Does it really have anything to do with age, the sequence of reflections, the way you angle yourself before the mirrors of your life, the way you manage to completely rearrange the scenery and the cast of characters, gallop yourself into a new existential western unfolding under the mythic constellations of those wide open spaces you were longing for, and then, after a while, come to wonder if this Wonderland was worth the trade in long-left friends, and even the Pony Express of gmail, whatsapp, and instagram feels thin as threadbare blankets on a snowy Wyoming night around a campfire that's gone out and you realize if you fall asleep you just might wake up dead.

We come out here, though, for some good reason, these distances that stand in for a spiritual path, these ways of going away, backtracking to some fork in the road you must have passed in the dark, how many of them there must have been, and I, I took the road less traveled by, and that has made all the difference. I have a friend who lived in Robert Frost's house in Vermont for quite a while, and there was no way to visit her there without thinking that cliché, if only these walls could talk. But what I'd really want to hear is the mulling over of the melodies the poet found and polished like pebbles rolling in the river that ran past his door, the words we roll in our mouths like dice in a gambler's fat hand, blowing into them, casting our wishing spells, betting the ranch on snake eyes, putting your life in the hands of the High Roller who writes the scripts and passes out the parts, or so you like to think, in that moment in the mirror, He's got the whole world in his hands.

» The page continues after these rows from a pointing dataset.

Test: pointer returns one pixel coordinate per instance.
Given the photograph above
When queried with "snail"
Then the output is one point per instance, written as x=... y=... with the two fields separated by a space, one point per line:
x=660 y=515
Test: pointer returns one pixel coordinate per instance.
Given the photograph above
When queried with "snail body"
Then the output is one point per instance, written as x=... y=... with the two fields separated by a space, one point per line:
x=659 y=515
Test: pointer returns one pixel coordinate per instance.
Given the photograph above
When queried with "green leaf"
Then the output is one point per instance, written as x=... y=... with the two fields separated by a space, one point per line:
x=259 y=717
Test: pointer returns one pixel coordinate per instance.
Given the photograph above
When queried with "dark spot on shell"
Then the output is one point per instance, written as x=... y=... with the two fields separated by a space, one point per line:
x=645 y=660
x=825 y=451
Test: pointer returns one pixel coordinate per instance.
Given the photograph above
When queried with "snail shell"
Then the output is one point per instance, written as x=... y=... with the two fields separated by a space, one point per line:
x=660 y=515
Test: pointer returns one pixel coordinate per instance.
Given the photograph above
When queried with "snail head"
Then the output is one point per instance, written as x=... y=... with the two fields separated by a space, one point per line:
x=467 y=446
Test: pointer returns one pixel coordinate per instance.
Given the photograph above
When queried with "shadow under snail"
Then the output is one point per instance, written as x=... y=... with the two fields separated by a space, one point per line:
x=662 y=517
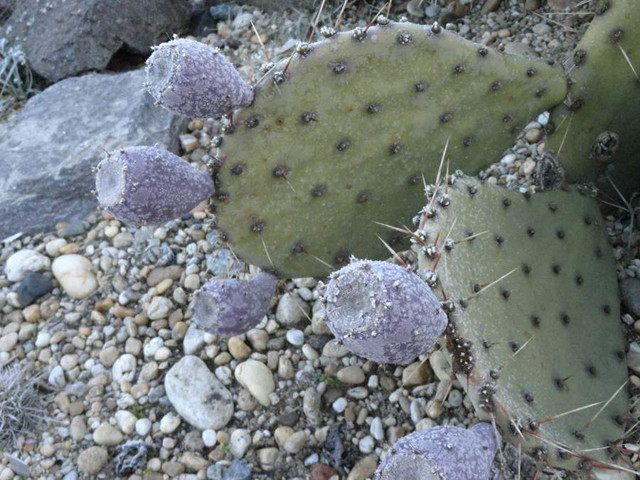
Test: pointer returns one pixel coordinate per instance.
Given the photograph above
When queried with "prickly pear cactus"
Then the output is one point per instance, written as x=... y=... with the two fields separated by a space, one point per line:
x=598 y=125
x=534 y=314
x=442 y=453
x=340 y=136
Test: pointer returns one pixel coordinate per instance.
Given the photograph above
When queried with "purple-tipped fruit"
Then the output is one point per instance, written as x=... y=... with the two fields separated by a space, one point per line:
x=383 y=312
x=196 y=80
x=442 y=453
x=230 y=307
x=148 y=185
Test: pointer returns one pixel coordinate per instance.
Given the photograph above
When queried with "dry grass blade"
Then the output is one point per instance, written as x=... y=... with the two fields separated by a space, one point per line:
x=21 y=405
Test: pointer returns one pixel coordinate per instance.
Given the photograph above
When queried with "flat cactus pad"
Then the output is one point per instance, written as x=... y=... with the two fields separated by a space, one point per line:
x=340 y=136
x=534 y=330
x=599 y=124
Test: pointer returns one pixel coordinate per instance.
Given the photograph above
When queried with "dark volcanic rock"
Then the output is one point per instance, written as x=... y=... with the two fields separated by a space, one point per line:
x=48 y=149
x=83 y=35
x=32 y=287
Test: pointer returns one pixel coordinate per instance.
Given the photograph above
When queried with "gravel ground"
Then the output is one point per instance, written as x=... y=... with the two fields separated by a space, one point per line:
x=111 y=338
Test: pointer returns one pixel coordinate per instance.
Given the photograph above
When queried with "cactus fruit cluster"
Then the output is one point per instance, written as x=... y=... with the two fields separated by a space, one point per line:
x=383 y=312
x=192 y=79
x=339 y=137
x=530 y=287
x=442 y=453
x=337 y=141
x=229 y=306
x=148 y=185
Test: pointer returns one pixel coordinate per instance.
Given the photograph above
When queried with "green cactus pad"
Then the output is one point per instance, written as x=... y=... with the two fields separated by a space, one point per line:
x=342 y=139
x=558 y=309
x=598 y=127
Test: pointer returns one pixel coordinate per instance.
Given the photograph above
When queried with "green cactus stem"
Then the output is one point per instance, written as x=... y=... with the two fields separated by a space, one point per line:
x=534 y=323
x=341 y=135
x=598 y=126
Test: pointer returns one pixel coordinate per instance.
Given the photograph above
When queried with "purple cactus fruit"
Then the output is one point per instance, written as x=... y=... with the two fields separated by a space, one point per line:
x=442 y=453
x=228 y=306
x=196 y=80
x=148 y=185
x=383 y=312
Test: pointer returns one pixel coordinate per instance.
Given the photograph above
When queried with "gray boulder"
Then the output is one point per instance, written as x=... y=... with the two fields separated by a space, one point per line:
x=48 y=149
x=62 y=38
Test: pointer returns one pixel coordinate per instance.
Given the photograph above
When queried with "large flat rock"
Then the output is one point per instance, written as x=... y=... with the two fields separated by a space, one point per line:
x=62 y=38
x=48 y=149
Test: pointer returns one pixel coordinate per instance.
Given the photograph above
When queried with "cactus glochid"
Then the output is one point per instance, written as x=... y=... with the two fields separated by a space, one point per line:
x=148 y=185
x=442 y=453
x=535 y=329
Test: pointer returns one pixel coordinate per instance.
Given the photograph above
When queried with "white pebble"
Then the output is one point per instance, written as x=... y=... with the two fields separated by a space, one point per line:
x=209 y=438
x=295 y=337
x=169 y=423
x=143 y=426
x=339 y=405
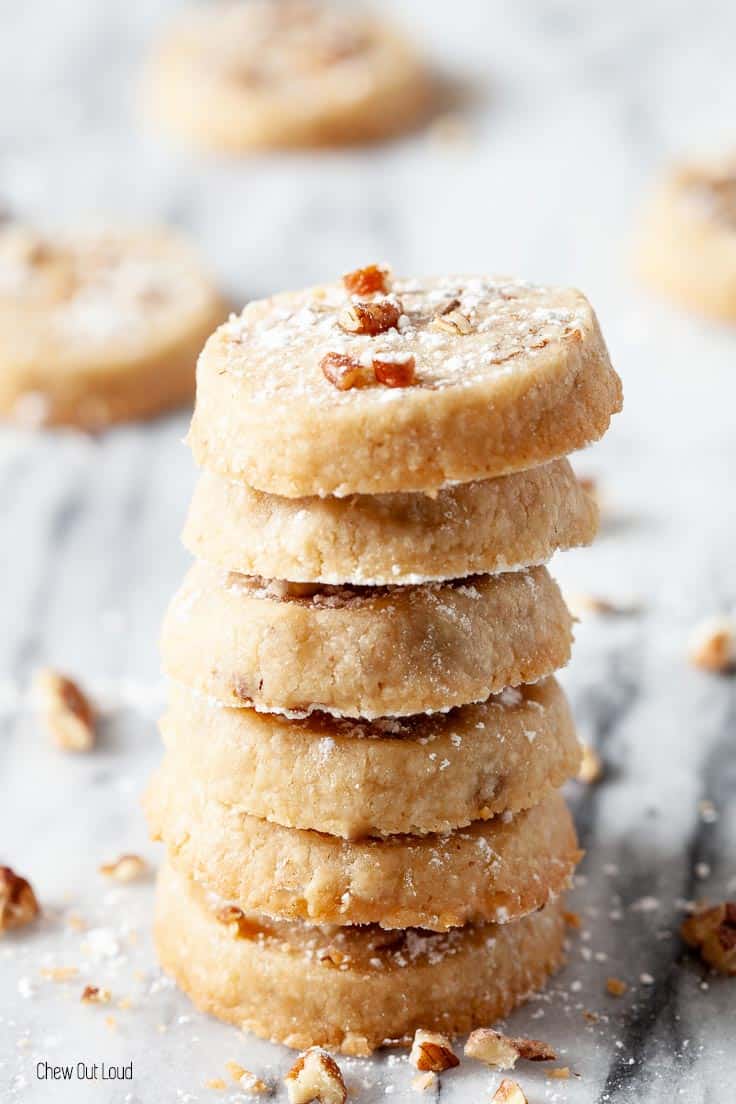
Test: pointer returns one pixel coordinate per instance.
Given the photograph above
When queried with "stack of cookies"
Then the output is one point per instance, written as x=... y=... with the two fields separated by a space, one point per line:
x=365 y=741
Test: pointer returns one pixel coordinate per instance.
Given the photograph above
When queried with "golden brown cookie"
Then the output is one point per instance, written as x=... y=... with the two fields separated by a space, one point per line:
x=350 y=989
x=297 y=396
x=363 y=653
x=99 y=326
x=284 y=73
x=488 y=527
x=343 y=777
x=492 y=871
x=688 y=243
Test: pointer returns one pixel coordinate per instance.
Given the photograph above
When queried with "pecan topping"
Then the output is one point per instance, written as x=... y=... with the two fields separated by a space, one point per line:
x=503 y=1051
x=433 y=1051
x=18 y=902
x=316 y=1076
x=509 y=1092
x=451 y=321
x=344 y=372
x=712 y=932
x=394 y=370
x=368 y=280
x=370 y=318
x=67 y=712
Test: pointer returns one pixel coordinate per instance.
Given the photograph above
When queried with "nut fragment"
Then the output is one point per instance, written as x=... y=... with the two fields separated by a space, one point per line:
x=246 y=1080
x=93 y=995
x=394 y=370
x=509 y=1092
x=713 y=934
x=433 y=1051
x=503 y=1051
x=451 y=321
x=18 y=901
x=345 y=372
x=368 y=280
x=592 y=767
x=127 y=868
x=713 y=645
x=422 y=1082
x=66 y=711
x=371 y=318
x=316 y=1076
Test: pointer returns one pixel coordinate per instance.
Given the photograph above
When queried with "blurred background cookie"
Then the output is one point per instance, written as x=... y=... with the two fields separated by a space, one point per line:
x=99 y=326
x=284 y=73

You always told me to tell it like it is, the way I say it when I don't care how it sounds. Like the cowgirl singing the herd to sleep, walking her horse in that slow circle in the dark, making up endless verses to that song, "Rain or shine, sleet or snow, me and my donegal are bound to go."
So here I am, darling. I'll just tell you what I hear out here. I'll just share this self-made exile with you, for what it's worth, some words that land in your lap as the copper leaves fall from the trees along your canal. I'm not out on the prairie, not on some palomino mare, not singing lullabyes to lowing cattle, not bedding down beside the fire. I'm propped up in my bed looking straight ahead at two shelves full of journals, going back to just about the time we met, before we became mothers, over thirty years ago. I've painted on each spine the year in white-out. And some of those years were white-outs indeed, snow-blinded by blizzards roaring through that vast landscape where we risk everything, gambling on love. And this is what I hear them say:

Don't be afraid to open me. Consider us your river. Come over, bend down, cup your hands and drink. It's only water, only water. Burbling on its way over the rocks. It's not polluted, it's just rain and melted snow. Maybe some cow piss leached in from an alpine meadow. But there are no factories along these banks. And who would ever demand that water be art? That's crazy. Nature doesn't think that way. Don't come climbing back up this bank with a roll of barbed wire and fence posts. Don't start posting No Trespassing signs on the trees. Be a friend, come in peace, there are birds here you won't see anywhere else. Be quiet and listen. They are singing the song of you.

I open one and remember. April in Amsterdam. White horse chestnut blossoms, like tiered wedding cakes for birds, blooming outside my third story window on Van Oldenbarnedveldtstraat – the old barn field street – as my daughter, born at dawn, sleeps on my chest.  The tree is reaching its branches toward me, its leaves are deepest green, broad and serrated, palmate like giant open hands. In the center of each tiny blossom, shaped like a miniature orchid, lies a drop of magenta bright as a jewel. Everyone knows it is too early for the chestnuts to bloom, but only I know she has done it to celebrate my daughter's arrival. In this moment I see my reflection in the tree, and hear her whispering, "Welcome. You are one of us now."